Reading the text in the New York Daily News, my first reaction was a bit like “What?”, and then “Excuse me, WHAT?” First of all, you are not the first student to doodle on your desk, a lot of students do that. I did that when I was at school, and from the layers of black ink on the desk, there where many before me. And yes, I was caught, and spent an amazingly boring 3 hours scraping 5 generations of students signatures from desks in my class room. But I never was arrested for it.

I started to ask myself, what went wrong there. The problem had to go through the hands of at least 4 people: Your teacher, the headmaster (sorry, I think you call them “principals” in the States), the police officer who took the phone call, and the officer who arrested you.

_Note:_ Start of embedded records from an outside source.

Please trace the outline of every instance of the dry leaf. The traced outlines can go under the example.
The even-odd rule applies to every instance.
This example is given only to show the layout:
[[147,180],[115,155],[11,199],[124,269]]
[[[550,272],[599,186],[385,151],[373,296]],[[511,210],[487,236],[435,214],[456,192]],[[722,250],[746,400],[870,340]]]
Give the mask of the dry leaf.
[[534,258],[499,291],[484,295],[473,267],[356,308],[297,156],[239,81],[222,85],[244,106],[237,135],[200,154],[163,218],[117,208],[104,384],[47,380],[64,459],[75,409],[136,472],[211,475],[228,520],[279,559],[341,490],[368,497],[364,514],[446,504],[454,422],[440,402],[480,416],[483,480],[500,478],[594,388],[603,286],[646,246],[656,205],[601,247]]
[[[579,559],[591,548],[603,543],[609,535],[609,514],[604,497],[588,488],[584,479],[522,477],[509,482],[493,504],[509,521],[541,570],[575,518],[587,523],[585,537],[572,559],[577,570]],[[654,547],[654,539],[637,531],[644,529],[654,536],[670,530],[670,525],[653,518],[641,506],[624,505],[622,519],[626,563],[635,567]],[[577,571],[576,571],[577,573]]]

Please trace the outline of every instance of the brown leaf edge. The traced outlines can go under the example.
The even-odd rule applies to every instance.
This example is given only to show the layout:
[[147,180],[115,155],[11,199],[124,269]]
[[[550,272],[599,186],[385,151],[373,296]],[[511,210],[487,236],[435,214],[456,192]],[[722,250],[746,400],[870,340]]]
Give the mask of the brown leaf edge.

And not one of the people stopped and asked themselves: “Wait: Aren’t we slightly overreacting here?” None of them said to any of the other: “Let the girl clean up the desk and give her an afternoon in detention, but don’t bother me!”

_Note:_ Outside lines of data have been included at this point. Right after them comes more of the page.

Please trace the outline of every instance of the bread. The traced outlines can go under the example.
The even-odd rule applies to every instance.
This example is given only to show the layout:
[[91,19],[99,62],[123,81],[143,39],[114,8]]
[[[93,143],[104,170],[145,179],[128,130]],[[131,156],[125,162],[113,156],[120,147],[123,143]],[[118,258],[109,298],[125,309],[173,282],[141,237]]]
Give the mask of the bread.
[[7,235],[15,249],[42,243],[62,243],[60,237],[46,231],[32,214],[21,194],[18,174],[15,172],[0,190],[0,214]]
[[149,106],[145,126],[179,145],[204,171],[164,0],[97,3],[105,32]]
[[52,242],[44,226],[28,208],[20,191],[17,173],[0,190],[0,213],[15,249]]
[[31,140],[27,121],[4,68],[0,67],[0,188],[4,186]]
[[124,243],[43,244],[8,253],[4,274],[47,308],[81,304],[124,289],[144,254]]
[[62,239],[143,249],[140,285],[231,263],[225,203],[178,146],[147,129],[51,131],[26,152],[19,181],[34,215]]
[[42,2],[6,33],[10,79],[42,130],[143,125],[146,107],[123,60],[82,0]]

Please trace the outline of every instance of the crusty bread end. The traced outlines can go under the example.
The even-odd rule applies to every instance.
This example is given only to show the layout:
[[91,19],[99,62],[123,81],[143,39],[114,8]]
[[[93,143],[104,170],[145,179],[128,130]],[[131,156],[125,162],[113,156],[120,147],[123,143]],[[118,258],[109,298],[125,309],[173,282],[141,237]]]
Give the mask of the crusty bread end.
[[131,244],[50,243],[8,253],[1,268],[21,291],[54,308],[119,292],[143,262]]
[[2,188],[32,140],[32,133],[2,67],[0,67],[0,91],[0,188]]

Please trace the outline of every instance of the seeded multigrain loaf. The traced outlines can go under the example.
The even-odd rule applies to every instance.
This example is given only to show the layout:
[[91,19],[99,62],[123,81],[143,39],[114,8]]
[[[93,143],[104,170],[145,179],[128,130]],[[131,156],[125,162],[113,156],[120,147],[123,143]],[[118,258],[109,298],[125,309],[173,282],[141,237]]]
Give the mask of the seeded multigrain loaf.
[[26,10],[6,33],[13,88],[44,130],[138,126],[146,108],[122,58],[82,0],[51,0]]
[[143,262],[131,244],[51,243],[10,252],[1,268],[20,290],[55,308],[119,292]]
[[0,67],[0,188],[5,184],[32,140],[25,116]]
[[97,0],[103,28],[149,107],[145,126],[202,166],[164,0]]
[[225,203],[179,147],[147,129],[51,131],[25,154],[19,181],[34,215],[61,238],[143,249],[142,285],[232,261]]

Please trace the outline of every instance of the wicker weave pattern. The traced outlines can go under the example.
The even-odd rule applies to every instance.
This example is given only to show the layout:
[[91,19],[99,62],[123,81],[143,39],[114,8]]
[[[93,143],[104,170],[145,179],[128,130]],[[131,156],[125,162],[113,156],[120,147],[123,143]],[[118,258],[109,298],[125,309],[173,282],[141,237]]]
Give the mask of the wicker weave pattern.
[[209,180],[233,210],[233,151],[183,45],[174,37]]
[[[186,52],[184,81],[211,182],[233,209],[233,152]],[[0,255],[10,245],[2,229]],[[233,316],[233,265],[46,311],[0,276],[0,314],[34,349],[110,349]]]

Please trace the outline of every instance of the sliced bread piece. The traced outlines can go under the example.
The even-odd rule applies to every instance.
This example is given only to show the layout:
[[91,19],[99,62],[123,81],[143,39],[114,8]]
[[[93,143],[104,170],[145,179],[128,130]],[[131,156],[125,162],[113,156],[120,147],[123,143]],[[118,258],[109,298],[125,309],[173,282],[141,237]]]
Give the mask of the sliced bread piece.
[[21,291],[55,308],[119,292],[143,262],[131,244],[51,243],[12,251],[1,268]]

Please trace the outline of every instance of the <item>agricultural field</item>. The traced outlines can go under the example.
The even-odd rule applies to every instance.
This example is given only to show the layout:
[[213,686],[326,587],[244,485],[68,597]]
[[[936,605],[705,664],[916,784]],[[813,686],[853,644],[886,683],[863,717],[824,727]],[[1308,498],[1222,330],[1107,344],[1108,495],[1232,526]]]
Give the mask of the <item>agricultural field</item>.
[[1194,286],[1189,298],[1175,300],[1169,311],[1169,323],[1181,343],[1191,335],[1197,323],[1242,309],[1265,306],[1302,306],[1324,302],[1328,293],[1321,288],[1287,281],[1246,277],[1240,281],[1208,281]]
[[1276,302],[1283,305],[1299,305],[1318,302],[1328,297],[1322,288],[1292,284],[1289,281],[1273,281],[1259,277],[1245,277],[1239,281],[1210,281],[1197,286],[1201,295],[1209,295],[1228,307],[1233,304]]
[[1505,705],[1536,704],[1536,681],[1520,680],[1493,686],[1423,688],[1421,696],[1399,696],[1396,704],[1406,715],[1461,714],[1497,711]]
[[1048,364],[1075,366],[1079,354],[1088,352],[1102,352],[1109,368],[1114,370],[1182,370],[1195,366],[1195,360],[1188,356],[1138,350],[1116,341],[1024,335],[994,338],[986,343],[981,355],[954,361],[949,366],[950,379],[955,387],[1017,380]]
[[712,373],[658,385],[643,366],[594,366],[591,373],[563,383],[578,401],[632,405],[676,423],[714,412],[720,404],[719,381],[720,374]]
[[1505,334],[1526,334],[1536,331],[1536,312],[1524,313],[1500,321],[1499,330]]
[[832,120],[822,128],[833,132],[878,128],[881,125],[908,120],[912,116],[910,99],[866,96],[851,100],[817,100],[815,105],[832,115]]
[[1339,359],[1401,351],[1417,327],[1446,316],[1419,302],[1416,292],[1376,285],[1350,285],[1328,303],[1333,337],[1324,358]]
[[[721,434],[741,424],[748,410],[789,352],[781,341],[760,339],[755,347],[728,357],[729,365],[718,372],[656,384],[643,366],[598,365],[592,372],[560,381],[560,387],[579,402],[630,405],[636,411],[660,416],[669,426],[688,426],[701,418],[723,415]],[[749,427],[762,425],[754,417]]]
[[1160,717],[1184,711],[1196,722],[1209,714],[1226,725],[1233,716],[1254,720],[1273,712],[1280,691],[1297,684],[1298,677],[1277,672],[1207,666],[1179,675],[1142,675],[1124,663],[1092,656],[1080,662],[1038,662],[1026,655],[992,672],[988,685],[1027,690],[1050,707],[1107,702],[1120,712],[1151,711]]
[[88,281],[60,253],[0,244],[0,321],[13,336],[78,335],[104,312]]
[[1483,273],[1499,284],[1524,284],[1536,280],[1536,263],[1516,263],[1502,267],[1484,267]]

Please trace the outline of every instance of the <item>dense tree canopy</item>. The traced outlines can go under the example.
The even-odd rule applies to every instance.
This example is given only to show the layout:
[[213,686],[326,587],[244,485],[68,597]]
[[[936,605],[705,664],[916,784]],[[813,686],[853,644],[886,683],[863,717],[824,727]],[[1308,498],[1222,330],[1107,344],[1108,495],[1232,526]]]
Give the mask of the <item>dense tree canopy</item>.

So what went wrong? This was not a chain of mishaps, this is a fundamental flaw in the system. To quote Shakespeare  (pretty lame, uh?): “Something is rotten in the state of Denmark”. I came up with different thoughts on what that is. The most obvious thought that sprung into my mind was : Would this have happened to you, if your name was, say.  Rebecca Simpson, instead of Alexa Gonzalez and you were a blond middle-class girl? Probably not, since there still is a lot of  racism under the surface, even if people aren’t aware of it. So if you were from “different heritage” (that’s a nicer way to say ” a white middle-class brat”), you might have gotten away with a bit of detention.

The other thought I had was, that it has to do with the state of mind people are in, ever since 9/11: Everyone is only thinking the worst of anyone else. So scribbling on your desk is no longer a sign of childish horseplay, but an indicator of juvenile delinquency. That is an alarming development, a clear sign towards a world in which no one can be trusted, and everybody is an enemy. It’s a world I don’t want to live in, and I am certain, you wouldn’t either.

On the question, what you have learned from your exprience, you answered to the newspaper: “I definitely learned not to ever draw on a desk.” I hope you learned more than that., I hope you learned that your generation has to make it better in the future, and succeed were my generation so miserably  failed: To make this a world that is not overwhelmed by their fear of themselves or their own children, but people trust each other, and allow them to make mistakes sometimes.  Stand up for it!